Projects

Some of the projects I’ve worked on, and my areas of interest and expertise, in no particular order:

Cubed

Cubed is a project I started in 2022 as a drop-in replacement for Dask, to make running large-scale array processing workloads more reliable. It has been used for workloads in sgkit (genomics) and Pangeo (geoscience).

Hadoop

I was one of the first committers on Apache Hadoop, and worked on it and many other distributed systems projects in the Hadoop ecosystem for the best part of a decade while working at Cloudera. I wrote four editions of the bestselling book Hadoop: The Definitive Guide, published by O’Reilly.

Genomics

In June 2020, I started working for Related Sciences on sgkit, a statistical genetics toolkit based on PyData technologies like Dask, Xarray, and Zarr. This work culminated in a new Zarr-based file format for variant data (VCF Zarr), new tools for working with this data (bio2zarr and vcztools), and a published paper: ‘Analysis-ready VCF at Biobank scale using Zarr’.

I ported the single cell preprocessing pipeline in Scanpy so it could run in parallel using Dask, and on GPUs using RAPIDS.

I was the primary author of Spark support in GATK, working with members of the Broad Institute GATK team from 2015 to 2019. I also created Disq for reading and writing bioinformatics sequencing formats from Spark.

SciPy

I have made contributions to the dimensionality reduction software UMAP and the related project pynndescent (for calculating approximate nearest neighbours).

Open Data

In early March 2020 I began collating the disparate sources of UK COVID-19 data, by writing web crawlers to integrate the data for COVID-19 tests, confirmed cases, and deaths into a set of CSV files. My work has been used by many different individuals and organisations, including John Burn-Murdoch’s visualizations for the Financial Times.

In 2019 I produced the data analyses and visualizations of Welsh school funding data, for the Level the Playing Field campaign for fair funding for schools in Wales.

Visualization

In 2020 I wrote a blog about data visualization, and created one new visualization per week - with no constraints on dataset, visualization type, or technology.

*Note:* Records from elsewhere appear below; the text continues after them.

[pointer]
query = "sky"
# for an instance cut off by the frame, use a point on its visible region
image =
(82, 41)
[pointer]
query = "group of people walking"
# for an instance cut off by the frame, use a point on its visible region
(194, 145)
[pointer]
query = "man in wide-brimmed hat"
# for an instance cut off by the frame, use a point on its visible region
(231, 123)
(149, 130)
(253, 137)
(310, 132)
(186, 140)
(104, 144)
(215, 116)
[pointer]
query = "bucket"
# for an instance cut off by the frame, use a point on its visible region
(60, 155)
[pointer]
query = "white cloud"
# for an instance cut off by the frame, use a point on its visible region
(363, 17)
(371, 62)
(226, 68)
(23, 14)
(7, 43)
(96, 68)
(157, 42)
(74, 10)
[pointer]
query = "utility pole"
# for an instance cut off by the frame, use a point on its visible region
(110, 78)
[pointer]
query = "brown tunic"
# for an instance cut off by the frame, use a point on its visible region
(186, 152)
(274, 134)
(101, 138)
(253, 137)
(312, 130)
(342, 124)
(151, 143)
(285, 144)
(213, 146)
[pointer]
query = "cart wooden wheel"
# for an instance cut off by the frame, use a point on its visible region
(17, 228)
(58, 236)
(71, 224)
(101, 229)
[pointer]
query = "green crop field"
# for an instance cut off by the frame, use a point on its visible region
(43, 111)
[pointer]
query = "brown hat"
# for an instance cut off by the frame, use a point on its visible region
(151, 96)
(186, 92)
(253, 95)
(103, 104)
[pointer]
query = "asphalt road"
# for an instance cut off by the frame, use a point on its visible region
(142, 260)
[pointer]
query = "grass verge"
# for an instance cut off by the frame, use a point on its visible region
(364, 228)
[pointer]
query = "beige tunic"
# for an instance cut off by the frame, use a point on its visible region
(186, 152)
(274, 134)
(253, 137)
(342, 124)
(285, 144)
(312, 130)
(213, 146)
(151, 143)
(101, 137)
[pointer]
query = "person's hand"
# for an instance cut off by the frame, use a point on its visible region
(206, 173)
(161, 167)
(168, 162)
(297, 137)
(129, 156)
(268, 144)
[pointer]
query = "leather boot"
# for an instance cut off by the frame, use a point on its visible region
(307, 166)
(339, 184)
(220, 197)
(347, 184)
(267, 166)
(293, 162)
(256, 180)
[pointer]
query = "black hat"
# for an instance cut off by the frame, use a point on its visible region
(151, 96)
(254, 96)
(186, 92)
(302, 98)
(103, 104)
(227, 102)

Over the years I’ve created many geometric visualizations in my spare time.

Diabetes tech

In 2018 I was diagnosed with Type 1 Diabetes, and since then I have written various pieces of software to help manage the condition.

Games

I’m interested in board games and puzzles, and how to get computers to play them. Examples include: Mastermind, SET®, and Futoshiki.

I have created two puzzles of my own design, Reflect and Polarize, which I publish daily. Try them out!

Retro computing

In 2022 I refurbished the first computer I ever owned, a ZX81. I also recovered the first program I wrote for it from tape. And I’ve created a mini website for running programs from the book Not Only 30 Programs for the Sinclair ZX81.

In 2025 I refurbished the second computer I owned, a QL.

Using an emulator I’ve re-run a Mandelbrot Set drawing program that I wrote for my third computer, an Atari ST.